Polat’s counterpart among the disparate group residing in Varosha is the firebrand Stratis Kourakis, formerly of the Greek Special Forces, who has put himself in charge of the community’s security. He is portrayed as a more one-dimensional character, an ethnic nationalist obsessed with blood purity and revenge for the death of his wife and a comrade. He looks askance at the mixed heritage twins and he is contemptuous of the mild-mannered Elias who as a result of living in America (Stratis cannot distinguish between an American and a Canadian) believes that his “blood has so thinned, [he doesn’t] know how to hate anymore.” Roland could have been talking about Stratis when he laments that zealots “intoxicate the crowd and fool them into doing the work that a bloody dream demands.” Heighton’s rendering of the “goaty-smelling” Stratis verges on being a stereotype.
It is Elias who remains the central protagonist who, once he realizes that he must remain in the colony for some time, begins the process of healing that was not possible at the medical facility even though he was treated by a sympathetic physician.

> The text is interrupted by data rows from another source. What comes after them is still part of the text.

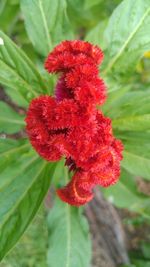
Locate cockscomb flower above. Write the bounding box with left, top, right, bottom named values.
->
left=26, top=40, right=123, bottom=206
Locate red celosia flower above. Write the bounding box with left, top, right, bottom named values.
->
left=26, top=40, right=123, bottom=206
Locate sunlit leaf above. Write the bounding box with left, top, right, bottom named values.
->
left=0, top=101, right=25, bottom=134
left=48, top=199, right=90, bottom=267
left=0, top=140, right=53, bottom=260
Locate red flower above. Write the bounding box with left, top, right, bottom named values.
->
left=26, top=40, right=123, bottom=206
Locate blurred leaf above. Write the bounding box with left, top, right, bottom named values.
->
left=113, top=114, right=150, bottom=131
left=0, top=0, right=19, bottom=33
left=133, top=259, right=150, bottom=267
left=0, top=140, right=54, bottom=260
left=0, top=31, right=46, bottom=106
left=141, top=242, right=150, bottom=260
left=48, top=198, right=91, bottom=267
left=84, top=0, right=103, bottom=9
left=21, top=0, right=71, bottom=56
left=103, top=0, right=150, bottom=74
left=0, top=101, right=25, bottom=134
left=103, top=171, right=150, bottom=221
left=122, top=151, right=150, bottom=180
left=85, top=19, right=107, bottom=49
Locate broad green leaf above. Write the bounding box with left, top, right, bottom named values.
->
left=85, top=19, right=107, bottom=49
left=103, top=171, right=150, bottom=220
left=0, top=0, right=19, bottom=33
left=0, top=140, right=54, bottom=260
left=0, top=101, right=25, bottom=134
left=0, top=31, right=47, bottom=105
left=122, top=150, right=150, bottom=180
left=21, top=0, right=73, bottom=56
left=113, top=114, right=150, bottom=131
left=48, top=199, right=91, bottom=267
left=84, top=0, right=102, bottom=9
left=103, top=0, right=150, bottom=74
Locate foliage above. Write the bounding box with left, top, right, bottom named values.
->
left=0, top=0, right=150, bottom=267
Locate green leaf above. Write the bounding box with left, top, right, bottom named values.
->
left=85, top=19, right=107, bottom=49
left=0, top=101, right=25, bottom=134
left=84, top=0, right=102, bottom=9
left=103, top=171, right=150, bottom=220
left=21, top=0, right=73, bottom=56
left=48, top=199, right=91, bottom=267
left=0, top=140, right=54, bottom=260
left=0, top=0, right=19, bottom=33
left=122, top=151, right=150, bottom=180
left=0, top=31, right=47, bottom=103
left=103, top=0, right=150, bottom=74
left=113, top=114, right=150, bottom=131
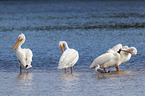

I want to offer a sample of Heighton’s precise writing whereby he describes a moment when Elias begins to feel the pain not only of his recent experience in Afghanistan but what preceded it:“He sobs, shakes and chokes, he hears himself making unearthly sounds, dying animal sounds, and his attempts to control and muffle them only intensify the attack. He has to give in. As if a lifetime’s quota of grief, loneliness and regret has been concentrated into one cataclysm, he weeps until his eyes swell shut and he lies still and emptied on the floor.” As a poet, Heighton has a penchant for the metaphorical. Sometimes, it works effectively as, for example, his description on the beach near the beginning when the Turkish police shine the “Cyclopean eye of the flashlight” on Elias and Eylul. Throughout, his writing is vividly evocative both of the natural setting and of character, and above all it is richly lyrical, a prose that demands that the reader take his time to savour the language.